Lavoro sempre 12 ore al giorno, a turni alternati: una settimana dalle 6 alle 18 e quella successiva dalle 18 alle 6, sollevando casse di 90 kg. Un sabato su due lavoro dalle 18 fino al mezzogiorno della domenica, cioè 18 ore filate. La settimana successiva in compenso stacco alle 18 del venerdì sera e il sabato ci lasciano liberi di uscire dal campo.

La domenica invece, dalle 6 in poi o fino alle 18 a seconda dei turni, è giorno di libertà. Gli ebrei, a cui è vietato uscire dal campo, lavorano invece nelle baracche, anche riparando abiti con gli attrezzi da loro stessi costruiti.

Ieri le donne ebree non si sono viste in fabbrica per tutta la giornata. Gli altri prigionieri sono stati presi dal panico, immaginando chissà quale possibile causa le avesse bloccate. Tutti si chiedevano se fossero state maltrattate, ferite o, peggio, uccise. Tornando alle baracche ci è sembrato tutto in ordine. Solo più tardi abbiamo scoperto la crudele ragione: le guardie e le SS del loro campo le avevano obbligate ad assistere all’impiccagione di una giovane donna ucraina accusata di sabotaggio. Pur essendo un campo di lavori forzati anche qui aleggia costantemente la morte, non è sbagliato considerarlo un luogo in cui i prigionieri vengono sterminati.

Tutti i prigionieri vengono ancora maltrattati brutalmente per cause futili, sovente senza un minimo motivo, fino al punto di perdere i sensi. Le punizioni corporali sono all’ordine del giorno, i cani vengono aizzati contro i prigionieri e alla minima occasione viene minacciata la fucilazione immediata.

Chi è troppo debole per lavorare, a causa del trattamento brutale, del duro lavoro e delle razioni da fame assegnate, viene rispedito al campo di sterminio e viene sostituito da altri più in salute.

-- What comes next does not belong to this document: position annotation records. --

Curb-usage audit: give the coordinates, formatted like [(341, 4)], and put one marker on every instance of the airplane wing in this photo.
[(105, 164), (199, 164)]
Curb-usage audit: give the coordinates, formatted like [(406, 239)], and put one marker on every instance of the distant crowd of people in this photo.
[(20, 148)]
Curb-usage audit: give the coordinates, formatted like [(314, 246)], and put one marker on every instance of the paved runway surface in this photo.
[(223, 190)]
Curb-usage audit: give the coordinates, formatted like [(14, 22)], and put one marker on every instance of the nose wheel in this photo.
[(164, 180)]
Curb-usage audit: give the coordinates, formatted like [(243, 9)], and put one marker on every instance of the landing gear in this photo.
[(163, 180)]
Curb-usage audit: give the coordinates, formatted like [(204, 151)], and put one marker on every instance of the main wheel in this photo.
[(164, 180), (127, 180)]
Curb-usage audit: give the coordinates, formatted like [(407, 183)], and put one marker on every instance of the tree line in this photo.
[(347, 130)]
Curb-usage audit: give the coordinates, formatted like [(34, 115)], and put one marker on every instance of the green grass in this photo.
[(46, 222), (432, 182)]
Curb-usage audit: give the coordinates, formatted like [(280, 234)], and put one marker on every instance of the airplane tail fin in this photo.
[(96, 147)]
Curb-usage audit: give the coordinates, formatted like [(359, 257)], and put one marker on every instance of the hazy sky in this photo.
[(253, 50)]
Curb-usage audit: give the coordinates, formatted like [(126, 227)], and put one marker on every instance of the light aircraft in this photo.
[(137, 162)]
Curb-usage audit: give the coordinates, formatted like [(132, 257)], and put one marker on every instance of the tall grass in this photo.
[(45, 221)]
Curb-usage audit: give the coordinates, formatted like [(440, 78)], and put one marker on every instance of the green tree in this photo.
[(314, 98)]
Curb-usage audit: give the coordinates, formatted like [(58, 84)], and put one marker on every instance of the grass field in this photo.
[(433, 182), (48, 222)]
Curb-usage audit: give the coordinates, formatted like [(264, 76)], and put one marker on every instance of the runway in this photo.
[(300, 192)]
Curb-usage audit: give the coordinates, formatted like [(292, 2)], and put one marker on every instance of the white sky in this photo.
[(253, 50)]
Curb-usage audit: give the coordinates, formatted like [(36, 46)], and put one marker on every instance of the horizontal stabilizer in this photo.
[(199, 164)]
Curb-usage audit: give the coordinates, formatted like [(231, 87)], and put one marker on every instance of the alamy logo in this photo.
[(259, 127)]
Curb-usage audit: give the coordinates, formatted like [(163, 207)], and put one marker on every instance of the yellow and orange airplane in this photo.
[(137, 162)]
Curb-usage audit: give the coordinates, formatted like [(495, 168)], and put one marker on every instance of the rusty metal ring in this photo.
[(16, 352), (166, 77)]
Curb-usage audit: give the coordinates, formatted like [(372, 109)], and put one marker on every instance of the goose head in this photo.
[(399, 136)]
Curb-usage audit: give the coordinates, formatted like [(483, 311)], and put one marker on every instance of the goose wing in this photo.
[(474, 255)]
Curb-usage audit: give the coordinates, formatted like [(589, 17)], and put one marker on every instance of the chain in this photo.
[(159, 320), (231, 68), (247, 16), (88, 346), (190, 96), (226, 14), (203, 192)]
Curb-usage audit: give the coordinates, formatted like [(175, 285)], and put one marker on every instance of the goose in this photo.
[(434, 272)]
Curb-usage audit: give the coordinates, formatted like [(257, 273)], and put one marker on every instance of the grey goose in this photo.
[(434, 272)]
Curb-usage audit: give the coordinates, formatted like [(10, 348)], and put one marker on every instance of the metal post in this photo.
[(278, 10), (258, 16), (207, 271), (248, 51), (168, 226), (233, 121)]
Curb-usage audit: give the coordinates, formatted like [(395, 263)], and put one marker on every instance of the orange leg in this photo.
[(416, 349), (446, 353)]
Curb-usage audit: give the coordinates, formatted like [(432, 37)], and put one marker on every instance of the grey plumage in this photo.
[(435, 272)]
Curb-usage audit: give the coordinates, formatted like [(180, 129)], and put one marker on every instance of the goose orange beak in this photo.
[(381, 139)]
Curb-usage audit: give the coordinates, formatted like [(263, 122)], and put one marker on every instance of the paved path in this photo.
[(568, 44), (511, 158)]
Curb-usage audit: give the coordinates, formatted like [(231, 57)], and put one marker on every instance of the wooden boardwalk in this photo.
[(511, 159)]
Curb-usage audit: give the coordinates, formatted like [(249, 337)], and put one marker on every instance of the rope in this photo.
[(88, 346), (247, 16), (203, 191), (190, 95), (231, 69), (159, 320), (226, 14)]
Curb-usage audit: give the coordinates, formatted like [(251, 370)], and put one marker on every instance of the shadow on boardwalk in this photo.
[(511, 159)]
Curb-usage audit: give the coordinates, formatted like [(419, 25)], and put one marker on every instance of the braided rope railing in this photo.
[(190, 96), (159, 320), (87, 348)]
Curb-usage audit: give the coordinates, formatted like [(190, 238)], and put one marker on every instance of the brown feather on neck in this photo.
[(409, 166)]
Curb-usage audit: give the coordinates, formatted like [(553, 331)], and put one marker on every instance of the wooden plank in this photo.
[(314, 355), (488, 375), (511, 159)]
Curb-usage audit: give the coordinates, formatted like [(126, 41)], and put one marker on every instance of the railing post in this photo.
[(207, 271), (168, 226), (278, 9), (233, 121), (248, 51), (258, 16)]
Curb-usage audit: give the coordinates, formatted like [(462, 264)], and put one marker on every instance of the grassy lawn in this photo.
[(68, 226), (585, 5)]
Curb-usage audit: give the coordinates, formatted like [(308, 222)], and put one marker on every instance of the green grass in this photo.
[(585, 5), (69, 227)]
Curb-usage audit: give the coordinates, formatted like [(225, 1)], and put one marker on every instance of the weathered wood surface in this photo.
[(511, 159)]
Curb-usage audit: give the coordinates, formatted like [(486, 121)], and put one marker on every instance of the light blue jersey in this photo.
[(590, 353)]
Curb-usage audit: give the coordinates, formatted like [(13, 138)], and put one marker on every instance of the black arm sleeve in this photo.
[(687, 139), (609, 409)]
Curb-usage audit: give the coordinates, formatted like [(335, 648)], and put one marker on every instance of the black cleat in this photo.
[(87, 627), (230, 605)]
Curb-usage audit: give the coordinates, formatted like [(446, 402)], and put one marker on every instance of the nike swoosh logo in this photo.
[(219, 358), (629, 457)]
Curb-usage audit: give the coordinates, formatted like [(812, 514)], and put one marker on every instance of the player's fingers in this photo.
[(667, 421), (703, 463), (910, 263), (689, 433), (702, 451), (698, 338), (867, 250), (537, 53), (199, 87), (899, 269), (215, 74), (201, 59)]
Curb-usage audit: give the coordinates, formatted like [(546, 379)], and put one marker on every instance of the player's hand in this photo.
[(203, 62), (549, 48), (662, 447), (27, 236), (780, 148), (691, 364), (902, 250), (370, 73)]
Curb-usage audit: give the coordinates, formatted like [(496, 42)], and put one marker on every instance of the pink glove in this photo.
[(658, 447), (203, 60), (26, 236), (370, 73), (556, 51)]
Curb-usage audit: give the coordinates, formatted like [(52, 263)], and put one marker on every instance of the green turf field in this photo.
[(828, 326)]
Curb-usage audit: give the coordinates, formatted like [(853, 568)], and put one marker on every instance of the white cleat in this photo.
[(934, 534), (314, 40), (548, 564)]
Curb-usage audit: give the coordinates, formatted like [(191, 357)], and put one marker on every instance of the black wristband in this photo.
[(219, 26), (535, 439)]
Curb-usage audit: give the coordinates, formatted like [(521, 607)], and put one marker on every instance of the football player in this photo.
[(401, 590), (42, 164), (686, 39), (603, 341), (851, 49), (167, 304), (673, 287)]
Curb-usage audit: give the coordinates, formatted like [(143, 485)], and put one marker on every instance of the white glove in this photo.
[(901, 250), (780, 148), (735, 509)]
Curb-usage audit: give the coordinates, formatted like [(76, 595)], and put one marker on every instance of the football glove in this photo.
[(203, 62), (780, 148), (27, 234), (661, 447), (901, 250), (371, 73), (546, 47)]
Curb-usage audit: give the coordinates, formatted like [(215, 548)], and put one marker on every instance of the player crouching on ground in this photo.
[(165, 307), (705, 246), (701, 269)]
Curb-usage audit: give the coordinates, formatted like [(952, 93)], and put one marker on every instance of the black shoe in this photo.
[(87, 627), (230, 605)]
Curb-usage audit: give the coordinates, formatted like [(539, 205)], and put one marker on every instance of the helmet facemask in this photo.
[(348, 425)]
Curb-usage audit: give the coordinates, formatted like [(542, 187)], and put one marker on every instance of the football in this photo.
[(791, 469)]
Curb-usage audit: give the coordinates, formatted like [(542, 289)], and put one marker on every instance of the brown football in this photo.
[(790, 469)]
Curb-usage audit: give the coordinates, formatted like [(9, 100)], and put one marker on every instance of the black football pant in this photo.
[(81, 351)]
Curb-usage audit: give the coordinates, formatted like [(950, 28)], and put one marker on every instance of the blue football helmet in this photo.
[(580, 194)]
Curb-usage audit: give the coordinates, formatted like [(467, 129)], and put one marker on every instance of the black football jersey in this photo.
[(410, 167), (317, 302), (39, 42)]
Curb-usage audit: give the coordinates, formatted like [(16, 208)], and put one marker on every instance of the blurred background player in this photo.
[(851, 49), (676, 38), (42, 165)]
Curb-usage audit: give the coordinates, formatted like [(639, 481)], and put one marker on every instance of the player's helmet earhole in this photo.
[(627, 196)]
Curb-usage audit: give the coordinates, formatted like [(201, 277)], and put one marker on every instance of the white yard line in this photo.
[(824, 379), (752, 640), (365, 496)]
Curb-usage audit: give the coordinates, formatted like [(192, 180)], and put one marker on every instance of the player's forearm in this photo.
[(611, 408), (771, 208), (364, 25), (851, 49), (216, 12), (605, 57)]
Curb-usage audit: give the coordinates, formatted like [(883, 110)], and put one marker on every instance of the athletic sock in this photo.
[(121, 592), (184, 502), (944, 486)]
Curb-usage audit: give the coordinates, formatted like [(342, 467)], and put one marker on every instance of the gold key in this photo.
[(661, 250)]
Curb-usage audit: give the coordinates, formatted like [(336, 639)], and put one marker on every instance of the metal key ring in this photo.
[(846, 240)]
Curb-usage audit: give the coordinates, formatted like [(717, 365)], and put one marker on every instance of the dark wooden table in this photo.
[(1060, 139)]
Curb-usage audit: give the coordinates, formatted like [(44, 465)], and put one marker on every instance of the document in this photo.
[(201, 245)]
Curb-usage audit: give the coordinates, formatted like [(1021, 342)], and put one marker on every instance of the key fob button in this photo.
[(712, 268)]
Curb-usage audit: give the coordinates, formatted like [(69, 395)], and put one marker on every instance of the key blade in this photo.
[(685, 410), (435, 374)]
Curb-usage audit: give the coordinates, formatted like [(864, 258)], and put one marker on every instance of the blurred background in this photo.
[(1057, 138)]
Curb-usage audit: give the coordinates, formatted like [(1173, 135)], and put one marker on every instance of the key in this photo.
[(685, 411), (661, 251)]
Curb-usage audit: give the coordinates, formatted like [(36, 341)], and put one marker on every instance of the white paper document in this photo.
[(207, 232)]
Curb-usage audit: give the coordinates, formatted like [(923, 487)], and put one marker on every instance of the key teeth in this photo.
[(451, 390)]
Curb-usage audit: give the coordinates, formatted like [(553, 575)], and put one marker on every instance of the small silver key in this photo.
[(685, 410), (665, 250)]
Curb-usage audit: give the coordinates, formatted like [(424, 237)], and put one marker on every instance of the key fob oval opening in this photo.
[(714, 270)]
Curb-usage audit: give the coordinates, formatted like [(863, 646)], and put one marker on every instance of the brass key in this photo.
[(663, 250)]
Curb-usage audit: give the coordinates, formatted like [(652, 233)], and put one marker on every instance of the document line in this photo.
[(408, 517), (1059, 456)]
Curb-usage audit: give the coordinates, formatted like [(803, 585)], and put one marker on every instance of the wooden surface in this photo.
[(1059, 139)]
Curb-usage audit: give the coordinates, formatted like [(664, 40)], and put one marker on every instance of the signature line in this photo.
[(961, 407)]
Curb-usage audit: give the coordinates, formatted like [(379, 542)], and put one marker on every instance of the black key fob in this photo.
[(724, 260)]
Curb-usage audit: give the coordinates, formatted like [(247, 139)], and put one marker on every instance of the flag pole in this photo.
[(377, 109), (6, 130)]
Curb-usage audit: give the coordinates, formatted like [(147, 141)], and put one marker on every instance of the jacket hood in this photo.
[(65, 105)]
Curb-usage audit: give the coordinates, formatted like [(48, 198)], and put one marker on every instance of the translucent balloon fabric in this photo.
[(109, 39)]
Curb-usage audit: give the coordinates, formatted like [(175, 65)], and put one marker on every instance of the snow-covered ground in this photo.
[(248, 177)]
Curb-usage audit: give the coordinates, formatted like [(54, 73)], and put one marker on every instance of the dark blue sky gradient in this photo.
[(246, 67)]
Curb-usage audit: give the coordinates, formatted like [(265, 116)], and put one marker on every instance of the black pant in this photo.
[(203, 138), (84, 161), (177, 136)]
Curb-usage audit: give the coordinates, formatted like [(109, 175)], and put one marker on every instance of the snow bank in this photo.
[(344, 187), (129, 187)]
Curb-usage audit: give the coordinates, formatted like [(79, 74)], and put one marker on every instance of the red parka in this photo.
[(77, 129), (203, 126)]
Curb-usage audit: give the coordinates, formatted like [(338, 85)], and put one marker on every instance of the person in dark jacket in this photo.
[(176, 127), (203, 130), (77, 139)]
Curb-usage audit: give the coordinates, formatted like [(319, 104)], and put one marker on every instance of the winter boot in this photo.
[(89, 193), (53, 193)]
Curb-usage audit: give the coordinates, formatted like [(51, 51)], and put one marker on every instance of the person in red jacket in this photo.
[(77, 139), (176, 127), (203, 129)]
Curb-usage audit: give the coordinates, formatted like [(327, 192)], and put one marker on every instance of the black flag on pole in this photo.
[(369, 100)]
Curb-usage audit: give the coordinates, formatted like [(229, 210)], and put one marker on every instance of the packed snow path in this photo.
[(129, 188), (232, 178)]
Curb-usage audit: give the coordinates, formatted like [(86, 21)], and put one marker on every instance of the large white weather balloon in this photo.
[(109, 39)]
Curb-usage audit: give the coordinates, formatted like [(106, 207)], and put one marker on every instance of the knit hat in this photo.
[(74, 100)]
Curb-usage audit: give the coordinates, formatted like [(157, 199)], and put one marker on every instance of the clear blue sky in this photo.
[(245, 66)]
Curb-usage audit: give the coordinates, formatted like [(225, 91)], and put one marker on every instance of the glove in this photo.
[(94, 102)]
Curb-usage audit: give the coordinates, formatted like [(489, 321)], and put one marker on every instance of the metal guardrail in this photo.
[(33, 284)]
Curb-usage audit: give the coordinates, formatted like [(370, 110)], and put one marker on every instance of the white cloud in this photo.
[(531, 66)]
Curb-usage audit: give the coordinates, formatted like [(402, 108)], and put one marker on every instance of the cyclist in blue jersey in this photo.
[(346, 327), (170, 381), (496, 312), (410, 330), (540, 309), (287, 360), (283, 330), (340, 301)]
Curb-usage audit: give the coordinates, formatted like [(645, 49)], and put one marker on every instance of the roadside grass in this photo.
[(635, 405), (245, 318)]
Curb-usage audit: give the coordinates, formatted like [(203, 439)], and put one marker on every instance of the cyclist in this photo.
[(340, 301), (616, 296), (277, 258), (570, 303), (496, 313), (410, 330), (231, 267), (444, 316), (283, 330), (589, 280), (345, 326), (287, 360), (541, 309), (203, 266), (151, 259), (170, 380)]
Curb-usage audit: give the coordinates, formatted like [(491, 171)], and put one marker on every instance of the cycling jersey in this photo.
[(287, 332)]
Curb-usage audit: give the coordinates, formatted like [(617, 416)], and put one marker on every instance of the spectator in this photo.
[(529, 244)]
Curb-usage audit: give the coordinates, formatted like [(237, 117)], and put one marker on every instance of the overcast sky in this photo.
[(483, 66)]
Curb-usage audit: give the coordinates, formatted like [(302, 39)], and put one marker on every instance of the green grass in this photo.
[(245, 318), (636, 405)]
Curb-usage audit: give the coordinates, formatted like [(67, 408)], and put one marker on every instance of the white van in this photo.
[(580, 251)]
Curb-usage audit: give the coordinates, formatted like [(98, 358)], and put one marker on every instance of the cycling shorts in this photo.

Se poi c’è stato un bombardamento allora il giorno dopo vengono dei civili tedeschi che cercano della manodopera gratuita. Allora ci mettono in fila, ci guardano in bocca come se fossimo animali per vedere se abbiamo i denti sani, poi esaminano ogni nostro muscolo. Si vede che hanno bisogno di gente che abbia forza. Ci fanno delle domande in tedesco per vedere se lo capiamo e se rispondiamo. Molti di questi civili sono tremendi, ci trattano come schiavi. Alcuni prigionieri mi hanno raccontato di essere andati a riparare le fogne e dovevano lavorare nei liquami. Anche fra i tedeschi però ci sono brave persone che non c’entrano nulla con i pazzi che li comandano.

A volte, mentre riporto indietro le cassette di munizioni vuote perché le ricarichino, ci trovo dentro una fettina di pane. Da noi viene sovente un civile buono, che mi ha preso in simpatia e la domenica a volte mi porta con lui, dopo i bombardamenti su Magdeburgo, a scavare fra le macerie per estrarre i cadaveri. Quando esco con lui per andare a scavare nelle macerie, mi danno un documento di identità speciale, perché sanno che siamo affamati e cerchiamo fra le macerie qualcosa da mangiare, ma se ci scoprono ci fucilano sul posto.

Una volta questo signore, rischiando lui stesso la fucilazione, mi ha portato a mangiare a casa sua, dove ho conosciuto la moglie. Ci ha fatto da mangiare quel che aveva, povera donna! Mi vogliono bene perché dicono che gli ricordo loro figlio morto in guerra.

Un’altra volta io ed un mio amico, scavando tra le macerie, ci siamo trovati al buio. Ho cominciato a toccare intorno a me per vedere se trovavo qualcosa di mangiabile. Ho trovato dei biscotti e ho incominciato a mangiare… ma non sapevo che anche il mio compagno fosse lì. Quando ho sentito dei rumori mi sono spaventato…pensavo fossero le guardie…era invece il mio amico che mangiava biscotti anche lui, spaventato a sua volta come me. Ci eravamo già visti al muro. Probabilmente sotto le macerie c’era un negozio. Quella volta siamo tornati al campo belli pieni. Come vedete, qualche volta ci è andata anche bene!